Chaque année, à la veille de la fête de l’Indépendance, la population d’Israël commémore ses morts tombés au combat ainsi que les victimes du terrorisme. Ce jour-là, ils sont des milliers d’Arabes israéliens à aller se recueillir sur les tombes de proches qui ont «  donné leur vie pour la défense de la patrie et la liberté d’Israël  », selon l’expression par laquelle s’achève le serment qu’a prêté Fouad lors de la parade marquant la fin de son entraînement de base. Ces quatre dernières années, le nombre de musulmans et de chrétiens, filles et garçons, choisissant de servir dans les rangs de Tsahal a décuplé. Ce qui, aux premiers jours d’Israël, relevait encore de l’anecdote est aujourd’hui un véritable phénomène de société.
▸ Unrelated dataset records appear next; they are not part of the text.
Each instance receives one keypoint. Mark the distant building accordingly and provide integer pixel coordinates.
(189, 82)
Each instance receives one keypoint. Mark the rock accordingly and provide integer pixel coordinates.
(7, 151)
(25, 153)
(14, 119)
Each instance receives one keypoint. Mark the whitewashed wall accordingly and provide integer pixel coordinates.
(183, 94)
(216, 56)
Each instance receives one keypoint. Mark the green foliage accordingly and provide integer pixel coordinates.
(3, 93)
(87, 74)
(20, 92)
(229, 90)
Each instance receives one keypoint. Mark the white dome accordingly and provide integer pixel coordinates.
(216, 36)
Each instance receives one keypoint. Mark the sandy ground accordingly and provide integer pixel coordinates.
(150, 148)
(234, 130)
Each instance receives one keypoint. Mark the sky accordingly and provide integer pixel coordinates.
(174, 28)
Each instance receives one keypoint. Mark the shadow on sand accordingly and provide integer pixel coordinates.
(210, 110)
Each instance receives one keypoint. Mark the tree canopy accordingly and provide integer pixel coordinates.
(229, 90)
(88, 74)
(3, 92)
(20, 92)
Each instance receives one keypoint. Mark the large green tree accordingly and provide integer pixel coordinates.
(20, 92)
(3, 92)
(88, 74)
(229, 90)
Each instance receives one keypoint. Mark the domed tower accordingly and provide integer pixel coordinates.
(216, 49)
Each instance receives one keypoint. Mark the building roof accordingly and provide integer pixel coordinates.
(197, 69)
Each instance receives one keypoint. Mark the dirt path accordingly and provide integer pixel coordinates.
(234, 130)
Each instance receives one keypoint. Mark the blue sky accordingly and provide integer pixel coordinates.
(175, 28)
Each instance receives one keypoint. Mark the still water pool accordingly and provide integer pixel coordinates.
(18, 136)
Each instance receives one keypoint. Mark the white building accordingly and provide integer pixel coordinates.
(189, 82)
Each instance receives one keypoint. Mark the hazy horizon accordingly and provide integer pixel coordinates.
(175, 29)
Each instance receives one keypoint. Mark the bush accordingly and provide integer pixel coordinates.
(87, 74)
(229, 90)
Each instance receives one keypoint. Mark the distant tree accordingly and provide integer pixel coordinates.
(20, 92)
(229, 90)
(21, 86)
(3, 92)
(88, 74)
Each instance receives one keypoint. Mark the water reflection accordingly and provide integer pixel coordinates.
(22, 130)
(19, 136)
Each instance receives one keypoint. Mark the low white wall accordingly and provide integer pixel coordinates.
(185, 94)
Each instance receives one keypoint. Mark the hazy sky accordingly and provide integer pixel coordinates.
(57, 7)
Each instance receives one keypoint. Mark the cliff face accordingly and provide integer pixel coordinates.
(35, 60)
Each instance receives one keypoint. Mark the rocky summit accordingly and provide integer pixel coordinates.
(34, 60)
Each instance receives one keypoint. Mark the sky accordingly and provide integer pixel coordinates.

Quiconque se promène dans les rues d’Israël rencontre plus de juifs sur son chemin que de chrétiens ou de musulmans. C’est le monde à l’envers, en quelque sorte. Ce dont ce flâneur se doute moins, c’est que la moitié des personnes qu’il croise sont arabes. Démographes et statisticiens emploient le terme «  arabe  » par commodité, afin de désigner les citoyens non juifs d’Israël. Selon cette appellation, il y a aujourd’hui environ 2 millions d’Arabes israéliens sur un total de presque 9 millions d’habitants peuplant la Terre sainte. Ce chiffre recense les Arabes musulmans, chrétiens, druzes, bédouins. Mais pas ceux qui sont juifs. Expulsés des pays arabes, les juifs irakiens, syriens, libanais, égyptiens, libyens, marocains, tunisiens, algériens, yéménites, de naissance ou d’origine, sont au nombre de 2,5 millions. Et donc, un Israélien sur deux est arabe.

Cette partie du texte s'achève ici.